If this indeed was a memory leak on Linux only, then that meant it was highly unlikely to be in Vapor's source code since most everything is the same between macOS and Linux. It was only slightly more likely to be in Swift NIO where there are more #if os, but still unlikely. Really the main and only suspect would be Foundation which has an entirely different implementation on Linux.
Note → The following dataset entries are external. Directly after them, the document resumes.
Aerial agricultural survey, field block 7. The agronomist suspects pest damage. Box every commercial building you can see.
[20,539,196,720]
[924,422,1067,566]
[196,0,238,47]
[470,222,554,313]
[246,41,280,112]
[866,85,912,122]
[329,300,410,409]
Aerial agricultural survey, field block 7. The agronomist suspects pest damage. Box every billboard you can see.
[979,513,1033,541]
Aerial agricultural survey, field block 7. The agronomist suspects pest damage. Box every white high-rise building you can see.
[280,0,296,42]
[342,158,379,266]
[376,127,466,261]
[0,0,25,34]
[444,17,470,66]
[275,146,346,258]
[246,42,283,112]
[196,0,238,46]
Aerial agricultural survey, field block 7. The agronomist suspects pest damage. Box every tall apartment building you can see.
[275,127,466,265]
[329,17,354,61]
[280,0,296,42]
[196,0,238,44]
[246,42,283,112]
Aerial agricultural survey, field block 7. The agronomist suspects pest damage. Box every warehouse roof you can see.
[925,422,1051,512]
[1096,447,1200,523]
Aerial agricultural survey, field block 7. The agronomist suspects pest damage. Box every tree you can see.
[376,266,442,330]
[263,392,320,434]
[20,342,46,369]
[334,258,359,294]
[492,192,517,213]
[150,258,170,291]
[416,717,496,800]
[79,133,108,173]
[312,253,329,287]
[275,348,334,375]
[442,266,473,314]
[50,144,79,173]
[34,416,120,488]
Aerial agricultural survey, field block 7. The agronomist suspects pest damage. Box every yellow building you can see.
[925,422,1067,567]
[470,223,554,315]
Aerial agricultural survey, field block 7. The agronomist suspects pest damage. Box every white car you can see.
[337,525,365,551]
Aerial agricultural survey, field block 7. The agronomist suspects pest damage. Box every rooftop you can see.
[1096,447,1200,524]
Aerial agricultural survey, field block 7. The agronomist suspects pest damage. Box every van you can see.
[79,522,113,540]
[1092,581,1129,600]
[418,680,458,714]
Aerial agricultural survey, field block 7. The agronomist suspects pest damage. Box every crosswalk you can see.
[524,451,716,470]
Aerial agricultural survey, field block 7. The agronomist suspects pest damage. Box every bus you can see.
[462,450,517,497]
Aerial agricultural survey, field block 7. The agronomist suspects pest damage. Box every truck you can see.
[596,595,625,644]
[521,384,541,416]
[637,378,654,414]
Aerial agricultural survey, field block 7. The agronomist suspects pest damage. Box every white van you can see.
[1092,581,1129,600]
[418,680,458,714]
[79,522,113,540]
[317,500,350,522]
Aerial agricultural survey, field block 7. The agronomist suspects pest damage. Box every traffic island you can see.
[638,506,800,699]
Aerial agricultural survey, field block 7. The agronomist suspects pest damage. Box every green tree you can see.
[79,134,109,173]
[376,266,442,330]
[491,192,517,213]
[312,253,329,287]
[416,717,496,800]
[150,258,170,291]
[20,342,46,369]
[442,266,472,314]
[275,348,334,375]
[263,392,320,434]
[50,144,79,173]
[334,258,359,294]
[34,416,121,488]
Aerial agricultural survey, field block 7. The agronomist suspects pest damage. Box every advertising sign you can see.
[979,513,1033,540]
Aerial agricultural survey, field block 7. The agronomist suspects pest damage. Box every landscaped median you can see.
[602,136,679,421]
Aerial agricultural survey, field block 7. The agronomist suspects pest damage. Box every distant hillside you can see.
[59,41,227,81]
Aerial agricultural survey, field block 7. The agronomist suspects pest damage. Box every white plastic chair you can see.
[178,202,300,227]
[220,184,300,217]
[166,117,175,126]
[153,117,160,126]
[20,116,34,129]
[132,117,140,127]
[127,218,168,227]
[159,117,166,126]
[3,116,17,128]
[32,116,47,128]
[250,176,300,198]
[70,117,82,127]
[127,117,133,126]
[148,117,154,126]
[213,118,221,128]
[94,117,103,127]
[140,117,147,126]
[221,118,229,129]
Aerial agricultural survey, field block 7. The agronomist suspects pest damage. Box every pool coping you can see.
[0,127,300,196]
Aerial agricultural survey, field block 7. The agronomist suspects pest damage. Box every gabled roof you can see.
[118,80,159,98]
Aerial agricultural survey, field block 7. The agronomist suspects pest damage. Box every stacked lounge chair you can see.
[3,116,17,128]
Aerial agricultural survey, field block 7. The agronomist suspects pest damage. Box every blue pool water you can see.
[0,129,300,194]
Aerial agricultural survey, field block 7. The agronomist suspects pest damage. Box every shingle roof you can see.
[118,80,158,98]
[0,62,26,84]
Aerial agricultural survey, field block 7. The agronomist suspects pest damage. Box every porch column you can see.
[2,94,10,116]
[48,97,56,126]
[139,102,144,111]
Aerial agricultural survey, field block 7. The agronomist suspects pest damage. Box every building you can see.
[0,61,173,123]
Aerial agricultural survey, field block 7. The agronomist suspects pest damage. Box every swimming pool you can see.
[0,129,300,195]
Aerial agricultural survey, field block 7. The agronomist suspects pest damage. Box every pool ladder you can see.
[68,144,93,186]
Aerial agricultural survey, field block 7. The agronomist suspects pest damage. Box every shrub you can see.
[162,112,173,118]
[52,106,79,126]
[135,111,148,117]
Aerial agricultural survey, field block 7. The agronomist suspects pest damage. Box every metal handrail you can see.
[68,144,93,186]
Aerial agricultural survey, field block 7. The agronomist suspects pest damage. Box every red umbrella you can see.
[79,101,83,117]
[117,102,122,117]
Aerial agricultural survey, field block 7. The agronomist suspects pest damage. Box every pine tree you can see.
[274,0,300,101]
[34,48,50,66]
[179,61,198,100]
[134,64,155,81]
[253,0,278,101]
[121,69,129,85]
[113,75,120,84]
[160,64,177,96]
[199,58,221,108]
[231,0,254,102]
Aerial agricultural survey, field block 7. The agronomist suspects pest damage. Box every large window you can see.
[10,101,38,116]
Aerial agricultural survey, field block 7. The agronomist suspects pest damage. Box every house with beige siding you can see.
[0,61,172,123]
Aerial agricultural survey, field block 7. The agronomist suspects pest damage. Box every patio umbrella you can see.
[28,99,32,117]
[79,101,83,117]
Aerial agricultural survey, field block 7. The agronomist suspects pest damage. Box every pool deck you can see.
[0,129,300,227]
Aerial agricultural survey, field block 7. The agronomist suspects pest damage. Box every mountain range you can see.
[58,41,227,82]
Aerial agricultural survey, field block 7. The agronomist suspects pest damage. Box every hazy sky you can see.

Luckily, @johannesweiss made a couple of key discoveries:

With these insights, the issue was solved in a matter of minutes. The problem was not leaking memory, but overly high peak memory usage which lead to fragmentation. Which, importantly, we were also seeing on macOS. This meant it was highly likely the problem was in Vapor. Furthermore, @Joannis_Orlandos had already made note of a bug in the MySQL package the previous day that could be the culprit for high peak memory usage. That is the bug fixed in MySQL 3.2.4 and what I now believe is the solution to this problem.

Key take aways

For anyone else that might experience this issue with Swift on Linux in the future, here are some insights that might help.

Valgrind may think Swift.String is leaking

Due to optimizations in Swift's String, Valgrind may think bytes have been "definitely lost" even though they haven't. This seems to only happen when you stop Valgrind while it is still busy doing work.

Valgrind may be very slow

It's doing a lot of black magic, so give it time. It will make your application much slower while it's running, but it will also take a significant amount of time to crunch through all the data it collects. Even if the application being debugged has finished doing its work, make sure that Valgrind goes to 0% CPU before quitting to analyze results.

Going forward

To help prevent issues like this from happening in the future, we need to improve Vapor's DB driver performance benchmarking. Currently, benchmarks are for small, unrealistic models and test run time only. Benchmarks that could have caught this issue early would test realistically sized models (with diverse properties and types) and also memory usage alongside run time. Implementing these benchmarks is unfortunately much easier said than done, but it's something that has been on our list long before this issue. I will try to prioritize for Vapor 4's release cycle.